A continuación viene el engaño entre mercaderes. Y se ha de saber que la transacción es de dos clases: material y espiritual. La primera es lícita y permitida; la segunda, lícita y deshonrosa. Sobre el tráfico material que es lícito y honrado he de decir: que allí donde Dios ha dispuesto que algún reino o región sea autosuficiente, entonces resulta justo y permitido que de su abundancia se ayude a otra región más necesitada. Y, por tanto, debe haber traficantes que transporten las mercancías de una región a otra. Las otras transacciones que se practican con fraude, engaño y perfidia, con embustes y falsos juramentos, son culpables y dignas de vituperio.
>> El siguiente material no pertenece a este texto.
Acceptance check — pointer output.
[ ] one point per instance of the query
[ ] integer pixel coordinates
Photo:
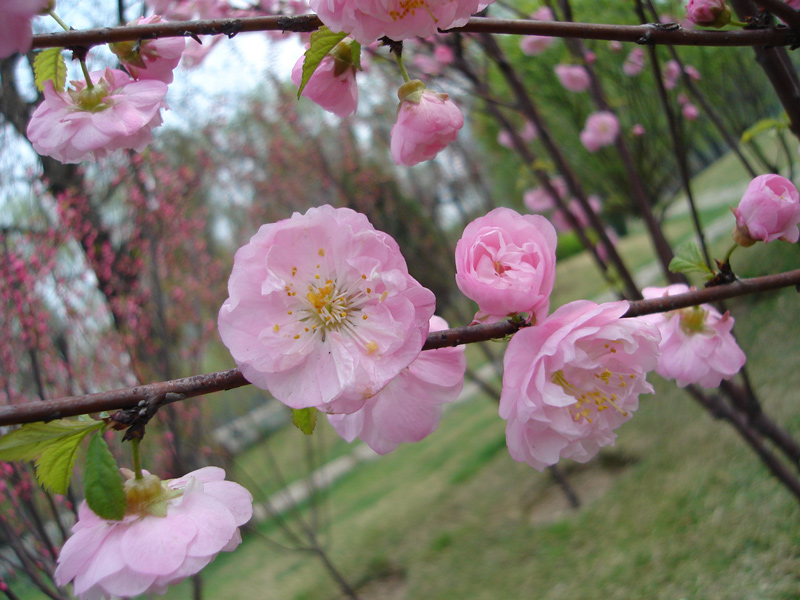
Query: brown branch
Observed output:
(671, 33)
(165, 392)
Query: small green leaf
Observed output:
(760, 127)
(323, 40)
(355, 55)
(689, 260)
(305, 419)
(50, 64)
(54, 445)
(102, 482)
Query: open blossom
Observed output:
(697, 345)
(574, 78)
(426, 123)
(409, 408)
(634, 63)
(601, 129)
(333, 84)
(85, 124)
(708, 13)
(322, 311)
(15, 24)
(570, 381)
(366, 20)
(768, 211)
(506, 262)
(171, 530)
(150, 59)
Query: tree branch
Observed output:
(670, 33)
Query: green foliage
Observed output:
(102, 482)
(689, 260)
(323, 40)
(305, 419)
(50, 65)
(53, 445)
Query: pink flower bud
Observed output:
(769, 210)
(506, 263)
(574, 78)
(426, 123)
(601, 130)
(708, 13)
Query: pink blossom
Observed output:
(195, 518)
(571, 380)
(690, 111)
(574, 78)
(15, 24)
(697, 345)
(409, 408)
(150, 59)
(634, 63)
(85, 124)
(366, 20)
(322, 311)
(708, 13)
(526, 134)
(601, 129)
(333, 84)
(768, 211)
(506, 262)
(426, 123)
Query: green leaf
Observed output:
(54, 445)
(323, 40)
(760, 127)
(689, 260)
(305, 419)
(50, 64)
(102, 482)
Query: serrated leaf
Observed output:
(50, 65)
(31, 440)
(323, 40)
(760, 127)
(689, 260)
(102, 482)
(305, 419)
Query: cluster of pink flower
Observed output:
(110, 111)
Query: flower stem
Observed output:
(63, 25)
(89, 84)
(727, 258)
(403, 71)
(137, 461)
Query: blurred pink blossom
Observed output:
(409, 408)
(697, 345)
(426, 123)
(15, 24)
(150, 59)
(571, 380)
(506, 262)
(144, 552)
(85, 124)
(574, 78)
(332, 85)
(322, 311)
(601, 129)
(769, 210)
(366, 20)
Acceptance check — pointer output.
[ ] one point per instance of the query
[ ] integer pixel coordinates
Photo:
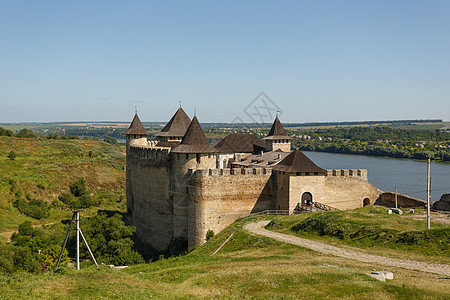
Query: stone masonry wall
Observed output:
(219, 197)
(443, 203)
(388, 199)
(341, 189)
(151, 210)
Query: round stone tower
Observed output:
(135, 131)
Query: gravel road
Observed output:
(257, 228)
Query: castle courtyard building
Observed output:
(180, 186)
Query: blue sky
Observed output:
(317, 60)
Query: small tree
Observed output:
(12, 155)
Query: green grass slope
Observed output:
(44, 168)
(373, 230)
(247, 267)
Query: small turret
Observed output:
(176, 128)
(135, 131)
(278, 138)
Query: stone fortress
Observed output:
(180, 186)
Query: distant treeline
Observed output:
(393, 122)
(376, 141)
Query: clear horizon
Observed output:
(322, 61)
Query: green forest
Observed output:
(376, 141)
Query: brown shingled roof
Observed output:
(277, 131)
(298, 162)
(194, 141)
(171, 144)
(177, 125)
(136, 127)
(240, 143)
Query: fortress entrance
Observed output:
(366, 201)
(306, 199)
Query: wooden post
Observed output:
(65, 242)
(396, 203)
(428, 193)
(77, 219)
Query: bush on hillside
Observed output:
(110, 140)
(5, 132)
(35, 208)
(12, 155)
(109, 239)
(25, 133)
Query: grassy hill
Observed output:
(44, 169)
(247, 267)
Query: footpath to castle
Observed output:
(257, 228)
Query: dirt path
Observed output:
(257, 228)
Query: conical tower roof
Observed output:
(297, 162)
(240, 143)
(277, 131)
(177, 125)
(194, 141)
(136, 127)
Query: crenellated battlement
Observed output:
(149, 156)
(229, 172)
(347, 172)
(144, 143)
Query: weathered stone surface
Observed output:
(403, 201)
(183, 195)
(443, 203)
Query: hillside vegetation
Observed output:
(373, 230)
(43, 169)
(247, 267)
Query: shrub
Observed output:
(78, 188)
(34, 208)
(25, 133)
(6, 259)
(49, 257)
(26, 260)
(12, 155)
(209, 234)
(109, 239)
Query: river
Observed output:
(409, 176)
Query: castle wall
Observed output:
(341, 189)
(443, 203)
(219, 197)
(272, 146)
(283, 191)
(388, 199)
(181, 163)
(151, 209)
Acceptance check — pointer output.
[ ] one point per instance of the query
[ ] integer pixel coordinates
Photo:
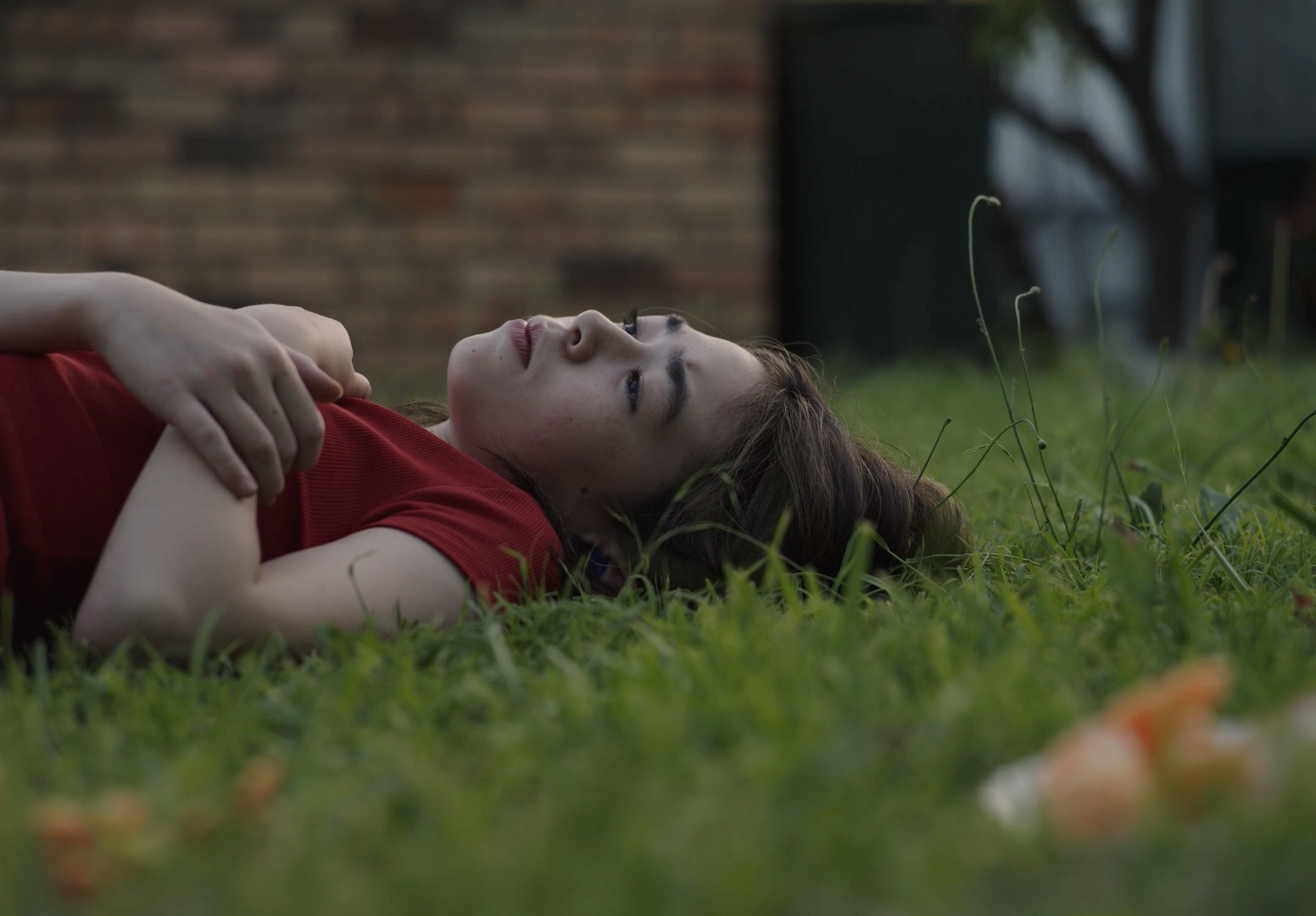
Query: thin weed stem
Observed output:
(1032, 405)
(928, 460)
(1239, 493)
(974, 470)
(1118, 477)
(995, 362)
(1101, 366)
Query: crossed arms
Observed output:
(238, 391)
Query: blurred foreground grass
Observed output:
(767, 751)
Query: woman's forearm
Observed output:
(181, 546)
(49, 312)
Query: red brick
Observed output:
(32, 150)
(505, 114)
(293, 283)
(100, 152)
(179, 28)
(695, 81)
(67, 28)
(125, 238)
(161, 103)
(315, 29)
(240, 69)
(414, 195)
(450, 236)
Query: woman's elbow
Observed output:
(105, 622)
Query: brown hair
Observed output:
(787, 452)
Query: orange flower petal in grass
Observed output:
(257, 784)
(69, 846)
(1096, 784)
(61, 824)
(1185, 699)
(121, 813)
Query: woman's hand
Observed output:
(243, 399)
(319, 338)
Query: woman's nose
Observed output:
(590, 333)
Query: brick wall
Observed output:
(417, 170)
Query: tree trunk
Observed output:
(1166, 215)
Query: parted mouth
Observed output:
(526, 336)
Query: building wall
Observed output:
(417, 170)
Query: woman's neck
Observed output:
(445, 432)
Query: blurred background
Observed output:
(422, 170)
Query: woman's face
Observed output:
(595, 408)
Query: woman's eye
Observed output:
(633, 388)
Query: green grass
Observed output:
(772, 751)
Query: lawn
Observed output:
(782, 748)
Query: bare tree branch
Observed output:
(1072, 19)
(1075, 138)
(1146, 17)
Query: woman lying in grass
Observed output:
(566, 440)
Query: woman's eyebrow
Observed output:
(677, 391)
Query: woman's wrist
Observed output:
(288, 326)
(103, 298)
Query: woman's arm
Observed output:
(183, 545)
(240, 396)
(317, 336)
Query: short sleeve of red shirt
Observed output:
(73, 443)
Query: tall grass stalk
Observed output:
(1037, 427)
(995, 362)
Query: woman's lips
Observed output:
(520, 340)
(526, 334)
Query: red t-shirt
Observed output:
(73, 441)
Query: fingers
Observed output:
(254, 441)
(205, 434)
(360, 387)
(303, 419)
(321, 386)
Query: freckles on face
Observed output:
(599, 408)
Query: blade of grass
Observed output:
(1283, 444)
(934, 444)
(995, 362)
(1032, 405)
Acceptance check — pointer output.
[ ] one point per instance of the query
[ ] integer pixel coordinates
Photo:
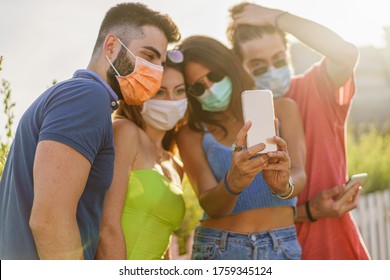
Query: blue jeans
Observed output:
(276, 244)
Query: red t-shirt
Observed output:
(324, 111)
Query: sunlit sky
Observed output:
(43, 40)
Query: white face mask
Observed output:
(164, 114)
(275, 79)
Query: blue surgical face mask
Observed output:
(277, 80)
(217, 97)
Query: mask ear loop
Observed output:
(123, 45)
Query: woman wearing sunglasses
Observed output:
(145, 202)
(249, 201)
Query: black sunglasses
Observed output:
(262, 69)
(198, 88)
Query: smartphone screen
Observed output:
(258, 107)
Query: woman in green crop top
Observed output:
(144, 204)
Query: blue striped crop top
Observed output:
(256, 195)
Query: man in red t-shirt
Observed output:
(325, 227)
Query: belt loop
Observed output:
(274, 240)
(223, 240)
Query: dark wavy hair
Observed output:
(125, 19)
(220, 59)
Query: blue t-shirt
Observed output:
(76, 112)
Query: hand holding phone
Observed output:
(258, 107)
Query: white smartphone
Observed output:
(258, 107)
(356, 178)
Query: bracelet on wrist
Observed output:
(288, 193)
(308, 212)
(228, 188)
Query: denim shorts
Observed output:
(276, 244)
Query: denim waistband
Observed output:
(221, 237)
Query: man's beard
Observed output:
(124, 65)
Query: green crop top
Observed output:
(154, 208)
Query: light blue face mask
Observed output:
(217, 97)
(277, 80)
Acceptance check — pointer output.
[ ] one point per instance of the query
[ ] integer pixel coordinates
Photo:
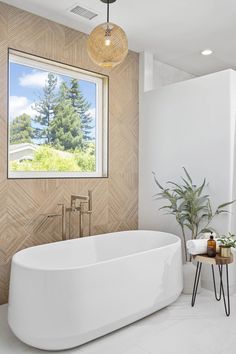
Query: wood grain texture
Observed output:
(23, 201)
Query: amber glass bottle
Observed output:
(211, 247)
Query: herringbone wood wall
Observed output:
(22, 201)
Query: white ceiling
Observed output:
(174, 30)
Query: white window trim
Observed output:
(101, 82)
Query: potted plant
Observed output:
(191, 206)
(226, 242)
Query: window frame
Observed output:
(102, 114)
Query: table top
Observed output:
(217, 260)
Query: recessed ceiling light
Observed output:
(207, 52)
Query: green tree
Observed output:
(81, 106)
(65, 128)
(21, 130)
(45, 108)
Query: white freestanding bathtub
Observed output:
(67, 293)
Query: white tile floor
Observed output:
(178, 329)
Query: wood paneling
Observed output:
(22, 201)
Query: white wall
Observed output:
(155, 74)
(189, 124)
(165, 74)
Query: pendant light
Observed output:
(107, 43)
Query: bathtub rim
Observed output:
(176, 241)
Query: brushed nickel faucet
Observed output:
(79, 203)
(84, 208)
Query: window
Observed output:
(57, 121)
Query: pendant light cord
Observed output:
(108, 11)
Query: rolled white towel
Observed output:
(197, 246)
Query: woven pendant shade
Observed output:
(107, 45)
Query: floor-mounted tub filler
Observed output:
(67, 293)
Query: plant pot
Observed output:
(189, 270)
(225, 251)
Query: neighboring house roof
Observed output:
(22, 151)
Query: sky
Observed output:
(26, 85)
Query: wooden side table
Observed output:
(214, 261)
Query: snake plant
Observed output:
(190, 205)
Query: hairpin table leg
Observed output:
(214, 283)
(196, 282)
(227, 305)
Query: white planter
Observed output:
(189, 270)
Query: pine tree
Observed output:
(46, 109)
(81, 106)
(65, 128)
(21, 130)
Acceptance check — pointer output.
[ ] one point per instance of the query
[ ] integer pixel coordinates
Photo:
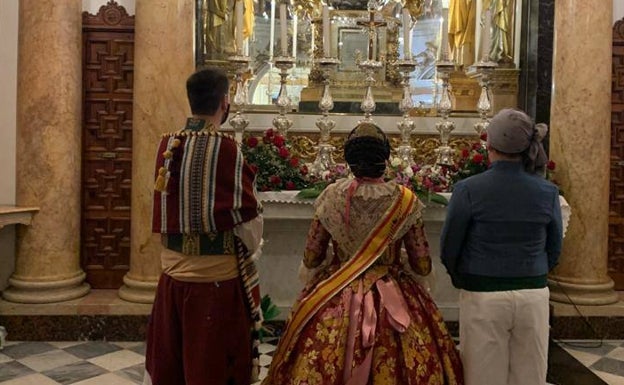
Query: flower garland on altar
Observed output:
(271, 158)
(277, 169)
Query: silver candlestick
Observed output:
(370, 65)
(239, 121)
(444, 67)
(281, 122)
(406, 125)
(485, 69)
(324, 159)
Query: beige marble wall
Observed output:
(8, 111)
(579, 143)
(48, 152)
(163, 60)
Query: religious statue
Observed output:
(219, 26)
(502, 11)
(462, 22)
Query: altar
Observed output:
(286, 222)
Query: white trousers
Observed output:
(504, 336)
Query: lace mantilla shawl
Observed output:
(369, 203)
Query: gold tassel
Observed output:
(161, 180)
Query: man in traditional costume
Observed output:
(502, 235)
(205, 207)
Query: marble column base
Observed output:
(138, 291)
(21, 291)
(582, 293)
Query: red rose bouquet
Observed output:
(276, 167)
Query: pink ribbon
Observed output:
(398, 316)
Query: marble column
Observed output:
(163, 52)
(48, 148)
(579, 143)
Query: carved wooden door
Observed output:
(107, 68)
(616, 190)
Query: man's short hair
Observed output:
(205, 90)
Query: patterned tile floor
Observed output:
(121, 363)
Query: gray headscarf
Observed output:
(511, 131)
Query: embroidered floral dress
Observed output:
(382, 328)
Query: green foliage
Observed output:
(276, 168)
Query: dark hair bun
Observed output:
(366, 151)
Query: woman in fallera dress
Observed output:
(363, 318)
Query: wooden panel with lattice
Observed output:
(108, 77)
(616, 188)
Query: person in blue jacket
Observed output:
(502, 235)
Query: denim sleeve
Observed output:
(458, 217)
(554, 235)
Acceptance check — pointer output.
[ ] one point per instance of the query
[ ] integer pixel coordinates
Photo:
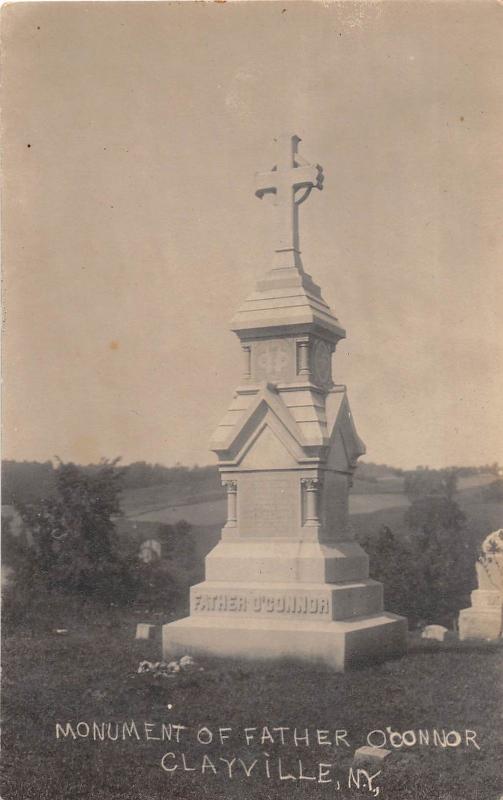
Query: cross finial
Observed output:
(291, 174)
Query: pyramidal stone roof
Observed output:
(286, 298)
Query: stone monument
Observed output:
(484, 619)
(287, 578)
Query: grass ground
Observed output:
(89, 674)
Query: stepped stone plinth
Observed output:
(287, 578)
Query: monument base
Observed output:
(337, 644)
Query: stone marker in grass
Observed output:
(484, 619)
(287, 578)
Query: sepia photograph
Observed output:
(252, 381)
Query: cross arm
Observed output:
(265, 183)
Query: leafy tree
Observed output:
(74, 544)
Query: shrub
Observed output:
(74, 548)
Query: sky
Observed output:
(131, 234)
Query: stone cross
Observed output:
(290, 174)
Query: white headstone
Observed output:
(484, 619)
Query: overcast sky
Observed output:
(131, 234)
La simonía consiste en el tráfico propiamente espiritual. Se basa en el propósito de comprar cosas espirituales, a saber, lo concerniente al divino santuario y a la cura de almas. Semejante intento, si uno pone empeño en llevarlo a cabo —a pesar de que este deseo no surta efecto—, constituye materia de pecado mortal, y si es una ordenación, ésta es ilegítima. Recibe el nombre de simonía por Simón el Mago, que quiso comprar con bienes materiales el don que Dios había concedido a San Pedro y a los apóstoles por mediación del Espíritu Santo. Por ende, sabed, pues, que los que venden y compran cosas espirituales son llamados simoníacos, bien sea por medio de bienes materiales, persuasión, o por las recomendaciones de los amigos seculares o espirituales. Los seculares son de dos clases: de la parentela o de las amistades. Sin duda, si interceden en favor de aquel que es indigno e incapaz, existe simonía si ése acepta el beneficio; si es digno y apto, no existe falta.
La otra clase se da cuando un hombre o una mujer suplican a los demás que favorezcan a alguien por el afecto desordenado que sienten hacia esa persona: actuar así es infame simonía. Pero, a decir verdad, se entiende que el servicio por el cual los hombres otorgan cosas espirituales a los inferiores ha de ser honrado y no de otro modo; y también ha de ser sin contrato y que la persona sea capaz. Pues, tal como declara San Dámaso, «todos los pecados del mundo, comparados con éste, son nada»
[620]
, pues, después del de Lucifer y del Anticristo, es éste el mayor de todos los pecados posibles.